Save & Restore Files

Save files to the cloud and restore them locally later

This guide first demonstrates how to save files to the cloud with wandb.save, then demonstrates how they can be re-created locally with wandb.restore.

Saving Files

Sometimes, rather than logging a numerical value or a piece of media, you want to log a whole file: the weights of a model, the output of other logging software, even source code.

There are two ways to associate a file with a run and upload it to W&B.

  1. Use wandb.save(filename).

  2. Put a file in the wandb run directory, and it will get uploaded at the end of the run.

If you're resuming a run, you can recover a file by callingwandb.restore(filename)

If you want to sync files as they're being written, you can specify a filename or glob in wandb.save.

Examples of wandb.save

See this report for a complete working example.

# Save a model file from the current directory
wandb.save('model.h5')
# Save all files that currently exist containing the substring "ckpt"
wandb.save('../logs/*ckpt*')
# Save any files starting with "checkpoint" as they're written to
wandb.save(os.path.join(wandb.run.dir, "checkpoint*"))

W&B's local run directories are by default inside the ./wandb directory relative to your script, and the path looks like run-20171023_105053-3o4933r0 where 20171023_105053 is the timestamp and 3o4933r0 is the ID of the run. You can set the WANDB_DIR environment variable, or the dir keyword argument of wandb.init, to an absolute path and files will be written within that directory instead.
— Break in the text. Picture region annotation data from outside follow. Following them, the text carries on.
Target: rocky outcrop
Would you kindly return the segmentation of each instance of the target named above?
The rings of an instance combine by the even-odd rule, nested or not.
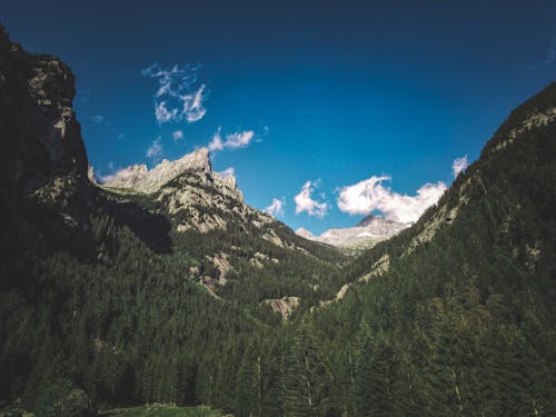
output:
[[[151,193],[188,171],[212,175],[207,148],[200,148],[175,161],[165,159],[150,170],[147,169],[146,165],[132,165],[107,178],[103,186]]]
[[[312,235],[305,228],[299,228],[296,234],[302,238],[320,241],[322,244],[340,247],[371,247],[375,244],[396,236],[408,228],[409,224],[387,220],[380,217],[368,216],[356,227],[346,229],[329,229],[319,236]]]
[[[0,28],[0,178],[7,186],[30,195],[57,178],[88,183],[75,95],[68,66],[26,52]]]

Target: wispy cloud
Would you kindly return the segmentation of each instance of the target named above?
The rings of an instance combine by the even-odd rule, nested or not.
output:
[[[368,215],[374,210],[383,212],[386,219],[414,222],[425,210],[436,203],[447,189],[444,182],[426,183],[417,195],[407,196],[393,191],[383,183],[390,177],[370,177],[353,186],[344,187],[338,197],[338,208],[349,215]]]
[[[153,162],[158,162],[160,161],[160,159],[162,159],[163,148],[162,143],[160,143],[160,137],[158,137],[152,141],[152,143],[149,146],[145,155]]]
[[[282,198],[272,198],[270,206],[265,208],[265,211],[272,217],[278,217],[284,215],[284,206],[286,206],[286,200]]]
[[[141,70],[145,77],[158,81],[155,93],[155,117],[162,125],[167,122],[187,121],[192,123],[205,117],[207,110],[202,106],[206,98],[206,86],[198,83],[200,66],[173,66],[169,69],[153,63]]]
[[[180,139],[183,139],[183,131],[182,131],[182,130],[176,130],[176,131],[172,133],[172,138],[173,138],[173,140],[180,140]]]
[[[322,218],[328,211],[328,205],[326,202],[318,202],[312,199],[311,193],[315,191],[315,188],[318,186],[319,180],[317,181],[307,181],[301,187],[301,191],[294,198],[296,201],[296,215],[299,215],[306,211],[309,216]]]
[[[467,161],[467,155],[461,158],[456,158],[451,163],[451,172],[454,173],[454,178],[457,178],[459,172],[463,172],[467,169],[469,162]]]
[[[224,149],[247,148],[254,138],[255,132],[252,130],[244,130],[240,132],[228,133],[226,139],[222,139],[221,129],[218,128],[217,132],[212,137],[212,140],[208,145],[208,150],[215,152]]]
[[[550,44],[546,50],[546,57],[543,63],[545,66],[552,66],[555,60],[556,60],[556,36],[550,38]]]

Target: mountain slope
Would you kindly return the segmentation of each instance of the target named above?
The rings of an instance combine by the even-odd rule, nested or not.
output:
[[[357,226],[344,229],[329,229],[314,236],[309,230],[300,228],[296,230],[299,236],[322,244],[345,249],[365,249],[379,241],[396,236],[409,225],[398,221],[383,219],[380,217],[366,217]]]
[[[314,315],[345,381],[341,408],[556,413],[555,110],[553,83],[512,112],[436,207],[346,270],[367,284]]]
[[[281,322],[272,300],[297,297],[295,315],[328,298],[341,256],[197,162],[138,192],[97,187],[70,69],[1,28],[0,73],[0,401],[231,408],[247,344]]]
[[[69,68],[3,29],[0,68],[0,401],[556,415],[556,83],[348,264],[246,206],[203,150],[96,187]]]

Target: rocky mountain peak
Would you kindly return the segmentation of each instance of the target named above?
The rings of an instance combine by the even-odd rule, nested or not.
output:
[[[375,216],[375,215],[369,214],[369,215],[365,216],[365,218],[364,218],[361,221],[359,221],[359,222],[357,224],[357,226],[358,226],[358,227],[368,226],[368,225],[370,225],[370,224],[373,222],[373,220],[375,220],[375,218],[376,218],[376,216]]]
[[[212,175],[207,148],[199,148],[175,161],[165,159],[150,170],[146,165],[129,166],[105,179],[103,186],[150,193],[185,172]]]
[[[306,239],[312,239],[315,235],[312,235],[309,230],[307,230],[305,227],[300,227],[299,229],[296,230],[296,234],[302,238]]]
[[[308,240],[320,241],[340,248],[370,247],[379,241],[391,238],[407,227],[409,227],[408,224],[369,215],[355,227],[328,229],[318,236],[312,235],[307,229],[299,228],[296,230],[296,234]]]

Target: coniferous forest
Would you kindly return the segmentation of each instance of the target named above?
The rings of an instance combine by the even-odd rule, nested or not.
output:
[[[415,225],[346,256],[238,217],[228,197],[196,208],[225,230],[177,230],[188,214],[165,196],[201,187],[196,172],[150,195],[91,183],[79,123],[66,120],[59,145],[58,110],[21,87],[36,66],[43,96],[70,107],[69,68],[2,29],[2,405],[556,415],[556,83],[517,107]],[[230,268],[207,287],[202,277],[224,277],[215,254]],[[282,297],[300,300],[287,320],[266,302]]]

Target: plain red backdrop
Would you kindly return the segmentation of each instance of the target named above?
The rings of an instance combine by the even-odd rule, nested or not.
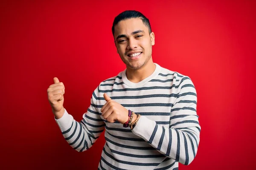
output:
[[[97,169],[103,134],[73,150],[47,90],[55,76],[63,82],[64,107],[80,121],[100,82],[125,68],[111,27],[132,9],[151,22],[154,62],[197,90],[200,142],[180,169],[255,169],[256,2],[1,1],[0,168]]]

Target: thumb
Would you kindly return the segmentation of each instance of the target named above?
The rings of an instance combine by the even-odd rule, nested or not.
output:
[[[57,77],[54,77],[53,78],[53,82],[54,82],[54,84],[58,83],[58,82],[60,82],[58,79]]]
[[[105,93],[104,94],[103,94],[103,96],[104,96],[104,99],[105,99],[105,100],[106,100],[107,102],[108,102],[109,100],[111,100],[111,98],[108,96],[107,94]]]

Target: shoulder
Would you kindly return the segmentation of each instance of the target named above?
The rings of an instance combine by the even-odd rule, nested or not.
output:
[[[180,82],[182,80],[186,79],[190,79],[190,77],[186,74],[183,74],[180,72],[162,67],[158,74],[158,77],[160,78],[162,77],[162,78],[166,77],[166,79],[173,79],[177,82]]]

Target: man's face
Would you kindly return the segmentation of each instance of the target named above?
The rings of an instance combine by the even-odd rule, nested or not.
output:
[[[115,26],[115,43],[121,59],[127,67],[142,68],[152,56],[154,35],[140,18],[129,19]]]

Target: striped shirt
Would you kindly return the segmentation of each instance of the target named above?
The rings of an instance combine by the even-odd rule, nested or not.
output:
[[[195,158],[201,130],[195,88],[189,77],[154,64],[153,73],[139,82],[127,79],[126,69],[101,82],[80,122],[66,109],[55,119],[79,152],[89,149],[105,132],[98,170],[177,170],[179,162],[188,165]],[[105,93],[141,115],[132,130],[102,116]]]

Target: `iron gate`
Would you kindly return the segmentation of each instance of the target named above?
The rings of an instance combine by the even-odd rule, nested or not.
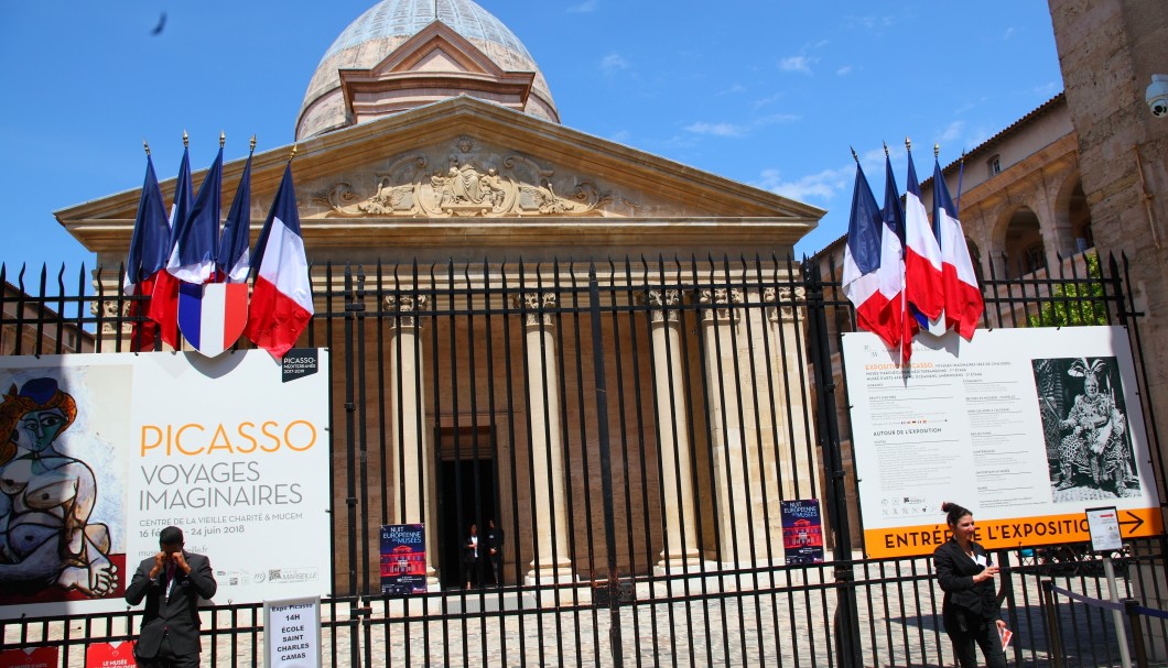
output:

Example of saving a file to the wandb run directory

The file model.h5 is saved into the wandb.run.dir and will be uploaded at the end of training.

import wandb
wandb.init()
model.fit(X_train, y_train, validation_data=(X_test, y_test),
callbacks=[wandb.keras.WandbCallback()])
model.save(os.path.join(wandb.run.dir, "model.h5"))

Here's a public example page. You can see on the files tab, there's a model-best.h5. That's automatically saved by default by the Keras integration, but you can save a checkpoint manually and we'll store it for you in association with your run.

See the live example →

Restoring Files

Calling wandb.restore(filename)will restore a file into your local run directory. Typicallyfilename refers to a file generated by an earlier experiment run and uploaded to our cloud with wandb.save. This call will make a local copy of the file and return a local file stream open for reading.

Common use cases:

  • restore the model architecture or weights generated by past runs (for more complicated version control use cases, see our Artifacts tool)
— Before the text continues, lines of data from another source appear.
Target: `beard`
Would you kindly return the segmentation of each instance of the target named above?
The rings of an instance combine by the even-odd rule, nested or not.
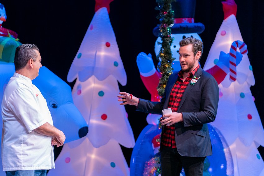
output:
[[[194,59],[193,59],[193,62],[191,62],[189,63],[186,63],[186,64],[185,65],[187,65],[187,68],[183,68],[182,67],[182,66],[181,64],[180,67],[181,67],[181,69],[182,71],[184,73],[189,73],[190,72],[192,71],[192,70],[191,70],[192,69],[193,69],[193,66],[194,66],[194,64],[195,64],[195,60]]]

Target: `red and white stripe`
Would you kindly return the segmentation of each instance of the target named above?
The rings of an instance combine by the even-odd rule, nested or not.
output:
[[[242,54],[248,53],[247,45],[244,42],[237,40],[232,44],[229,53],[229,79],[232,82],[236,80],[236,50],[238,48]]]

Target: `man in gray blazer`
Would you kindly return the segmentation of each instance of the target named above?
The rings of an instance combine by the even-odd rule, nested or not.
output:
[[[205,157],[212,155],[207,123],[213,121],[219,99],[217,83],[199,64],[203,43],[188,37],[179,43],[181,70],[169,77],[160,102],[139,99],[121,92],[121,105],[137,106],[137,110],[164,115],[160,148],[161,175],[180,175],[182,167],[185,175],[202,176]]]

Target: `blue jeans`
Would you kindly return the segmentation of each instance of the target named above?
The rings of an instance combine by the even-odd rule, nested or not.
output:
[[[183,167],[186,176],[203,176],[205,158],[183,156],[176,148],[163,146],[160,151],[161,175],[180,176]]]
[[[46,170],[22,170],[6,171],[7,176],[46,176]]]

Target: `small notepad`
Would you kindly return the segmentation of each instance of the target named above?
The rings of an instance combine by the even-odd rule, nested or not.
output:
[[[162,113],[163,114],[163,115],[170,114],[172,113],[172,112],[171,111],[171,108],[166,108],[166,109],[164,109],[162,110]],[[164,118],[165,118],[165,119],[166,119],[167,118],[168,118],[165,117]]]

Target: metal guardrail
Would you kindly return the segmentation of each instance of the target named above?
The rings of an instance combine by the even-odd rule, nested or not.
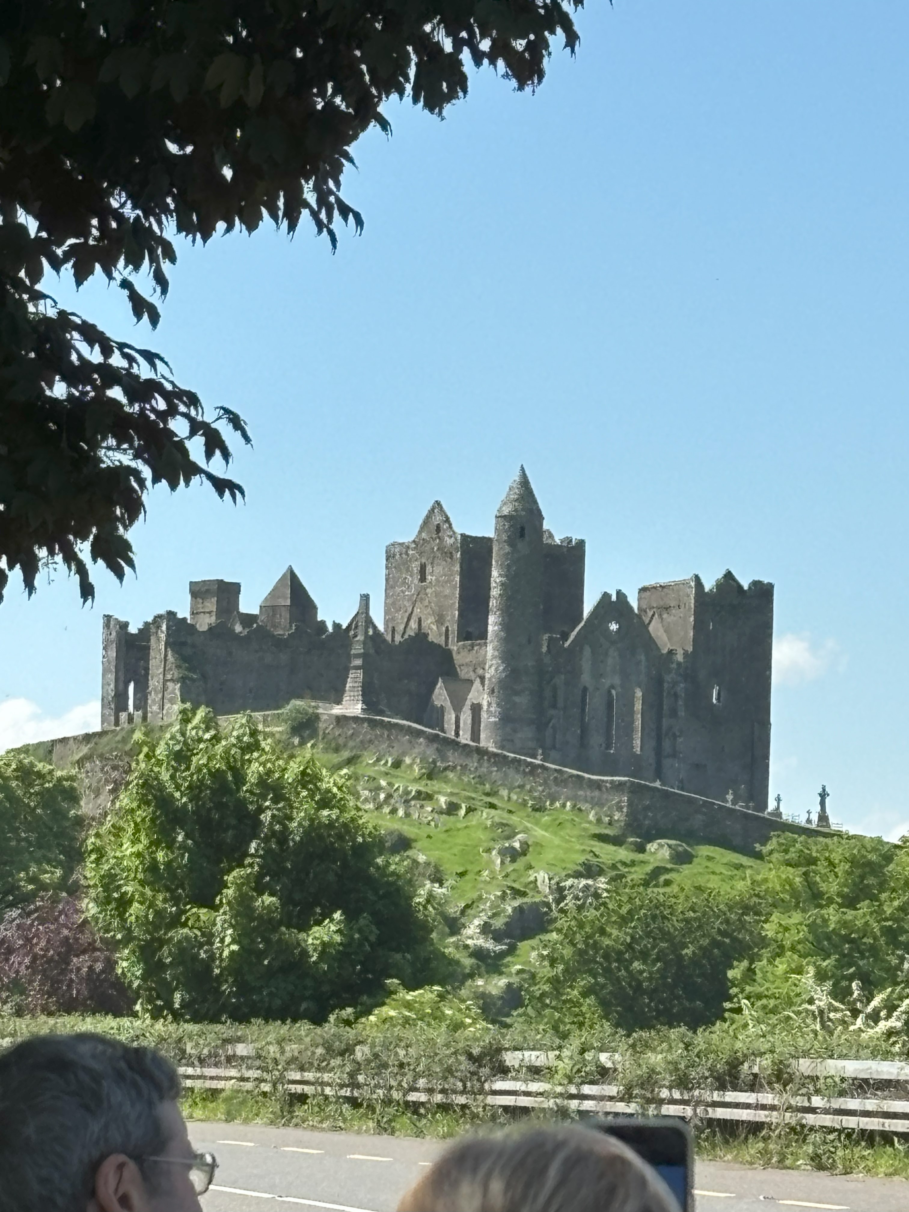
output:
[[[252,1057],[250,1045],[233,1045],[229,1053]],[[292,1054],[293,1050],[288,1050]],[[507,1068],[544,1069],[556,1063],[556,1052],[505,1052]],[[616,1053],[601,1052],[600,1064],[614,1069]],[[805,1076],[837,1076],[863,1082],[888,1085],[909,1082],[909,1063],[901,1060],[817,1060],[796,1062]],[[265,1070],[257,1067],[219,1068],[185,1065],[181,1070],[188,1087],[205,1090],[269,1090]],[[760,1071],[755,1064],[753,1071]],[[284,1087],[293,1093],[355,1100],[368,1097],[368,1084],[341,1086],[327,1074],[290,1070],[281,1076]],[[499,1077],[488,1081],[476,1093],[431,1090],[417,1082],[402,1097],[408,1103],[438,1107],[487,1105],[501,1108],[550,1108],[607,1115],[657,1114],[687,1120],[715,1120],[743,1124],[797,1124],[842,1131],[887,1132],[909,1137],[909,1099],[839,1098],[818,1094],[778,1094],[744,1090],[707,1090],[691,1093],[680,1090],[657,1091],[659,1103],[644,1105],[619,1097],[621,1087],[608,1084],[568,1084],[532,1081],[524,1077]]]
  • resume training from the last checkpoint in the case of failure (see the section on resuming for important details)

Examples of wandb.restore

See this report for a complete working example.

# restore a model file from a specific run by user "vanpelt" in "my-project"
best_model = wandb.restore(
'model-best.h5', run_path="vanpelt/my-project/a1b2c3d")
# restore a weights file from a checkpoint
# (NOTE: resuming must be configured if run_path is not provided)
weights_file = wandb.restore('weights.h5')
# use the "name" attribute of the returned object
# if your framework expects a filename, e.g. as in Keras
my_predefined_model.load_weights(weights_file.name)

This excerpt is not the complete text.